Para a presidente da Associação dos Magistrados da Justiça do Trabalho da 1ª Região (Amatra1), Cléa Couto, as mudanças da Reforma Trabalhista são leoninas para os empregados

Por thiago.antunes

Rio - O trabalhador vive a expectativa de votação da Reforma Trabalhista no Senado hoje ou ainda esta semana. Mas, para a presidente da Associação dos Magistrados da Justiça do Trabalho da 1ª Região (Amatra1), Cléa Couto, as mudanças são leoninas para os empregados.

Uma delas seria a de quem ganha R$ 11.062 ou mais passe a negociar as cláusulas do contrato de trabalho direto com o patrão. 

Com a palavra - Cléa Coutro, presidente da Amatra 1

Cléa Couto%2C presidente da Amatra 1Joana Ferreira / Amatra 1


Como a senhora avalia a votação nesse momento turbulento?

Há pedidos de impeachment e cassação da chapa Dilma-Temer. Os agentes envolvidos na mudança respondem a denúncias de corrupção. Não há legitimidade ética. Essa votação sinaliza de forma péssima internacionalmente.

Quais são os piores pontos em jogo?

Quem trabalha em um bufê, por exemplo, vai ficar à disposição do patrão, mas não saberá quanto vai receber.

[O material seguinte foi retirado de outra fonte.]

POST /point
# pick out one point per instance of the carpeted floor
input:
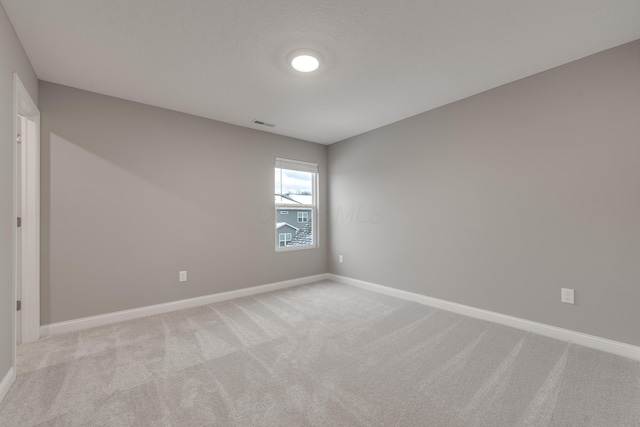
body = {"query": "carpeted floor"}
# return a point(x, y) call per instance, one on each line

A reforma é para agradar ao empregador?

Sim. Quem tiver salário de R$ 11.062 negociará com o patrão e terá que escolher a justiça arbitral.

A Justiça do Trabalho perde importância?

Vai virar Justiça Administrativa. É claro que, na hora de ser contratado, o trabalhador vai aceitar as regras impostas pelos patrões. As pessoas precisam ficar atentas às mudanças leoninas. Sindicatos perdem força, quando deveria ter uma reforma nesse sentido anterior.